Topics: RNA folding problem (=RNA secondary structure prediction). Nussinov algorithm. Folding structures, crossings, crossing-freeness. BPS-model (base pair stacking). Pseudoknots.

Questions: Explain the problem, give the different folding types. What are crossings? Explain the Nussinov algorithm. Complexity of the algorithm. When is it applicable, when not? What are pseudoknots? Give the definition of BPS. (What is the complexity of the BPS-scoring model with pseudoknots?)

  Sequence assembly algorithms
Sequencing with overlap graphs

Topics: Overlap graphs. SCS. Greedy algorithm.

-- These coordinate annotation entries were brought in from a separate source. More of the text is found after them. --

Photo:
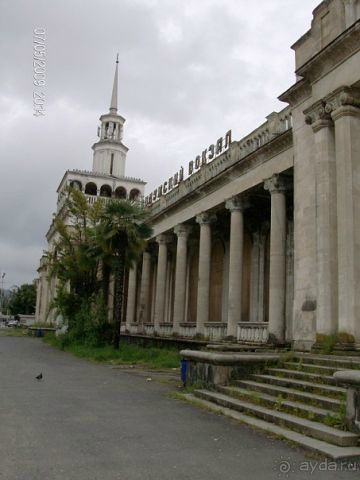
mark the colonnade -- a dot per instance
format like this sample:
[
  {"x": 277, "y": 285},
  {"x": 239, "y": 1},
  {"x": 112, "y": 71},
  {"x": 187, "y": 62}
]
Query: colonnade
[
  {"x": 237, "y": 205},
  {"x": 336, "y": 127}
]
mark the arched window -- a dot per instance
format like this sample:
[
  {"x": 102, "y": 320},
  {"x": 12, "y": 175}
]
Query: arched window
[
  {"x": 120, "y": 192},
  {"x": 91, "y": 188},
  {"x": 76, "y": 184},
  {"x": 105, "y": 191},
  {"x": 134, "y": 194}
]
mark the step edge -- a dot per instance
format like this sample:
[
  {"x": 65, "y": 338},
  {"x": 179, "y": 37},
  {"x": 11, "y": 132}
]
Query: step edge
[{"x": 293, "y": 418}]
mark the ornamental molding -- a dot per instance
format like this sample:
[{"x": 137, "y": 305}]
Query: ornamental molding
[
  {"x": 323, "y": 110},
  {"x": 205, "y": 218},
  {"x": 230, "y": 167},
  {"x": 237, "y": 203},
  {"x": 343, "y": 47},
  {"x": 163, "y": 239},
  {"x": 297, "y": 93},
  {"x": 277, "y": 184}
]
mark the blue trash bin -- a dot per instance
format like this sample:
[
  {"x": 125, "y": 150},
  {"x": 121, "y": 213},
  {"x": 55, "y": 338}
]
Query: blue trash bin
[{"x": 183, "y": 370}]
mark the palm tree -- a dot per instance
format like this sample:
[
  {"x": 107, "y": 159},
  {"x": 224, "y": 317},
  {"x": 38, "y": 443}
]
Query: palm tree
[{"x": 123, "y": 237}]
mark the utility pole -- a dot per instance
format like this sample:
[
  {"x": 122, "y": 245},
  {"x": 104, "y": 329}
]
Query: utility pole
[{"x": 2, "y": 276}]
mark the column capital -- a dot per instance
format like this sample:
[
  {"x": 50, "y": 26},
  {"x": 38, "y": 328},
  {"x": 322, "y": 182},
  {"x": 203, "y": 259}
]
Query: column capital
[
  {"x": 163, "y": 239},
  {"x": 321, "y": 123},
  {"x": 345, "y": 110},
  {"x": 182, "y": 230},
  {"x": 205, "y": 218},
  {"x": 276, "y": 184},
  {"x": 237, "y": 202}
]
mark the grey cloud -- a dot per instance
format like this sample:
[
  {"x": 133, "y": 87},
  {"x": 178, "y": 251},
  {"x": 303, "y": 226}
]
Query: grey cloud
[{"x": 189, "y": 71}]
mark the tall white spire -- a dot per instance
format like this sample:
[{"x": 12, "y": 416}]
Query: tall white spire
[{"x": 113, "y": 104}]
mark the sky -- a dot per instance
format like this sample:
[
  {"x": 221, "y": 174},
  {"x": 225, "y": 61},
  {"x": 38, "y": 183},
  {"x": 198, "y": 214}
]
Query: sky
[{"x": 189, "y": 70}]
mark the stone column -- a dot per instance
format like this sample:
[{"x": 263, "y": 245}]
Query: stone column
[
  {"x": 347, "y": 141},
  {"x": 182, "y": 232},
  {"x": 255, "y": 278},
  {"x": 162, "y": 240},
  {"x": 131, "y": 300},
  {"x": 326, "y": 238},
  {"x": 203, "y": 293},
  {"x": 236, "y": 206},
  {"x": 350, "y": 12},
  {"x": 143, "y": 311},
  {"x": 277, "y": 278}
]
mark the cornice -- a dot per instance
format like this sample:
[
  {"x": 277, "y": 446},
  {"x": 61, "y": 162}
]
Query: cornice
[
  {"x": 195, "y": 188},
  {"x": 297, "y": 93},
  {"x": 324, "y": 109},
  {"x": 341, "y": 48}
]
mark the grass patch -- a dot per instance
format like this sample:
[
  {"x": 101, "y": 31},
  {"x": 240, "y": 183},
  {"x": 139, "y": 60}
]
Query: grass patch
[
  {"x": 13, "y": 332},
  {"x": 150, "y": 357}
]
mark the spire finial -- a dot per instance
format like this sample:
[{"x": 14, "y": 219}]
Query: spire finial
[{"x": 113, "y": 103}]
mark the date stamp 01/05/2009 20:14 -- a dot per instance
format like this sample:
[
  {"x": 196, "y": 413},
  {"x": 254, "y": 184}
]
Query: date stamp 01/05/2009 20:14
[{"x": 39, "y": 71}]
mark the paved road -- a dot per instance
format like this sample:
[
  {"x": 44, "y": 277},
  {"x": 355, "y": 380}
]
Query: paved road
[{"x": 90, "y": 422}]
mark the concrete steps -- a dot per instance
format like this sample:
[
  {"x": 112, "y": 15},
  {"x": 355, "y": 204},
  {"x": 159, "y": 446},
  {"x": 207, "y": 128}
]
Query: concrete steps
[
  {"x": 301, "y": 375},
  {"x": 298, "y": 400},
  {"x": 340, "y": 454},
  {"x": 338, "y": 362},
  {"x": 300, "y": 425},
  {"x": 302, "y": 409},
  {"x": 312, "y": 387},
  {"x": 292, "y": 394}
]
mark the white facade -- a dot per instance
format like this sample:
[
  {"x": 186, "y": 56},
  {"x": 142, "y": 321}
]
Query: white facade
[
  {"x": 106, "y": 180},
  {"x": 258, "y": 239}
]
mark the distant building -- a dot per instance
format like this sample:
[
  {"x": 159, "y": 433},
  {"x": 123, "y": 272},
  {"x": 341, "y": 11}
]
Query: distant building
[
  {"x": 258, "y": 239},
  {"x": 107, "y": 179}
]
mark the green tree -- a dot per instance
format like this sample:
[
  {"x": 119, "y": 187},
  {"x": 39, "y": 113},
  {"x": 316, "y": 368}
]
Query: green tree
[
  {"x": 23, "y": 300},
  {"x": 94, "y": 241},
  {"x": 122, "y": 239}
]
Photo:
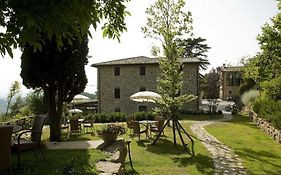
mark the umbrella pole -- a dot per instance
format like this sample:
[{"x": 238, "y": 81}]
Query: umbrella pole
[
  {"x": 161, "y": 131},
  {"x": 178, "y": 126}
]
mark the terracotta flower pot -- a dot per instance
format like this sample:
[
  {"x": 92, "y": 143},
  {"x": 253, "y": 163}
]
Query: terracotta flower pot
[{"x": 109, "y": 137}]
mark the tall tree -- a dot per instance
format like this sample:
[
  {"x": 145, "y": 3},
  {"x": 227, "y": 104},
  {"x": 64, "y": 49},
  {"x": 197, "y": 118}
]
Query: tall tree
[
  {"x": 213, "y": 83},
  {"x": 30, "y": 21},
  {"x": 14, "y": 90},
  {"x": 59, "y": 72},
  {"x": 195, "y": 47},
  {"x": 266, "y": 65},
  {"x": 167, "y": 22}
]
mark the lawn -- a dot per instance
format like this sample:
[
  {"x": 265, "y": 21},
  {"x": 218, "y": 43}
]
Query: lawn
[
  {"x": 58, "y": 160},
  {"x": 259, "y": 153},
  {"x": 162, "y": 158}
]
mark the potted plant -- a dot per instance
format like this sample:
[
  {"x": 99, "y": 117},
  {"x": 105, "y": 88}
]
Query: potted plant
[{"x": 110, "y": 132}]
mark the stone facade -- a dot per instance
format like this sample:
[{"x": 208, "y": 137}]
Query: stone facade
[
  {"x": 230, "y": 80},
  {"x": 129, "y": 81}
]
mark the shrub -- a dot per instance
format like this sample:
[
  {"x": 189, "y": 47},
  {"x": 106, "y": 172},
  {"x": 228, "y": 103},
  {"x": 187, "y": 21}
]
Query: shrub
[
  {"x": 110, "y": 117},
  {"x": 143, "y": 116},
  {"x": 112, "y": 128},
  {"x": 268, "y": 109},
  {"x": 249, "y": 96}
]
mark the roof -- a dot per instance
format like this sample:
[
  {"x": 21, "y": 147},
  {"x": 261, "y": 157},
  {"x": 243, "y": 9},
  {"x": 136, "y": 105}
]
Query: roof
[
  {"x": 232, "y": 69},
  {"x": 140, "y": 60}
]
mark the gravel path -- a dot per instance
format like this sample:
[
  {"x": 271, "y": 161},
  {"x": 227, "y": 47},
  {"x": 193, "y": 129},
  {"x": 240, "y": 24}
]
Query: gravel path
[{"x": 225, "y": 160}]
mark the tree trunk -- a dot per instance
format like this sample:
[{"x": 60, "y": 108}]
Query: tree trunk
[{"x": 53, "y": 113}]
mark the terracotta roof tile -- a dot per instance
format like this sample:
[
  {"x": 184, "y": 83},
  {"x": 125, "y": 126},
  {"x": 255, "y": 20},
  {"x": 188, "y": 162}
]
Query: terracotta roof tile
[{"x": 140, "y": 60}]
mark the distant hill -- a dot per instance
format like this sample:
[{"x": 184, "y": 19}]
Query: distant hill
[{"x": 91, "y": 96}]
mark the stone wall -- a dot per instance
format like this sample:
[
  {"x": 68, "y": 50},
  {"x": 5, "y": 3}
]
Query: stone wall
[
  {"x": 115, "y": 163},
  {"x": 130, "y": 81},
  {"x": 274, "y": 133}
]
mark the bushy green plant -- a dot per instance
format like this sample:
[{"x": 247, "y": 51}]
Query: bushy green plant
[
  {"x": 268, "y": 109},
  {"x": 249, "y": 96},
  {"x": 272, "y": 88},
  {"x": 111, "y": 128},
  {"x": 110, "y": 117},
  {"x": 143, "y": 116}
]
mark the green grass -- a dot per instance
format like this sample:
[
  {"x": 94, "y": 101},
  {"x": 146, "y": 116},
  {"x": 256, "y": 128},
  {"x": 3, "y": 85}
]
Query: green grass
[
  {"x": 166, "y": 158},
  {"x": 259, "y": 153},
  {"x": 200, "y": 117},
  {"x": 163, "y": 157},
  {"x": 84, "y": 162}
]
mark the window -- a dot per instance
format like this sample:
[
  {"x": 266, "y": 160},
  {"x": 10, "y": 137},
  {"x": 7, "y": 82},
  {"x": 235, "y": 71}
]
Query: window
[
  {"x": 233, "y": 79},
  {"x": 117, "y": 93},
  {"x": 117, "y": 110},
  {"x": 142, "y": 108},
  {"x": 142, "y": 70},
  {"x": 142, "y": 89},
  {"x": 116, "y": 71}
]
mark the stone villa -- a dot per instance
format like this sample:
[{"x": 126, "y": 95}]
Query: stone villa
[
  {"x": 231, "y": 78},
  {"x": 119, "y": 79}
]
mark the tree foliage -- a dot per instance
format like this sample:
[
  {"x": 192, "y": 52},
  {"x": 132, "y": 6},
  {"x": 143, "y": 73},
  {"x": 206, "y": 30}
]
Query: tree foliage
[
  {"x": 59, "y": 73},
  {"x": 266, "y": 65},
  {"x": 30, "y": 21},
  {"x": 167, "y": 22},
  {"x": 213, "y": 83},
  {"x": 195, "y": 47},
  {"x": 35, "y": 102},
  {"x": 13, "y": 92}
]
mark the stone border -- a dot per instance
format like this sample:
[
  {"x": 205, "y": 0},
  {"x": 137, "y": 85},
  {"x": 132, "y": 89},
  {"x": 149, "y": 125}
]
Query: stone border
[
  {"x": 115, "y": 164},
  {"x": 267, "y": 128}
]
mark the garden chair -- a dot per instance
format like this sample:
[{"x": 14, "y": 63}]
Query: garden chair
[
  {"x": 34, "y": 142},
  {"x": 136, "y": 129},
  {"x": 5, "y": 149},
  {"x": 159, "y": 126},
  {"x": 75, "y": 126},
  {"x": 65, "y": 126},
  {"x": 88, "y": 123}
]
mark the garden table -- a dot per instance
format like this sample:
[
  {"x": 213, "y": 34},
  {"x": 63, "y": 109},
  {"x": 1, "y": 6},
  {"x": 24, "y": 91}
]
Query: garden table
[
  {"x": 16, "y": 128},
  {"x": 148, "y": 124}
]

Theoretical: Define the SCS problem. Why do we assume substring-freeness? Why does this not change the problem? Complexity status of SCS problem. What is the difference between maximizing compression and minimizing length? Are they equivalent? (yes w.r.t. to optimal solution, no w.r.t. to approximation; explain) What is the approximation ratio of the Greedy algorithm? Explain and analyse the greedy algorithm.

Practical: Given a set of strings (=fragments, reads), construct the overlap graph and apply the greedy algorithm.

Sequencing with de Bruijn graphs

Topics: De Bruijn graphs: definition (full de Bruijn graphs, and de Bruijn subgraphs). De Bruijn graph of a string or of a set of strings. Walks in de Bruijn graphs. Sequencing by Euler tours/paths in de Bruijn graphs.

Theoretical: What does an Euler tour / path in the de Bruijn graph of a string correspond to? How do we compute an Euler tour / path? Complexity of algorithm.

Practical: Given a set of reads, apply the algorithm for reconstructing the target sequence. Given the alphabet and k, draw / complete the de Bruijn graph of order k.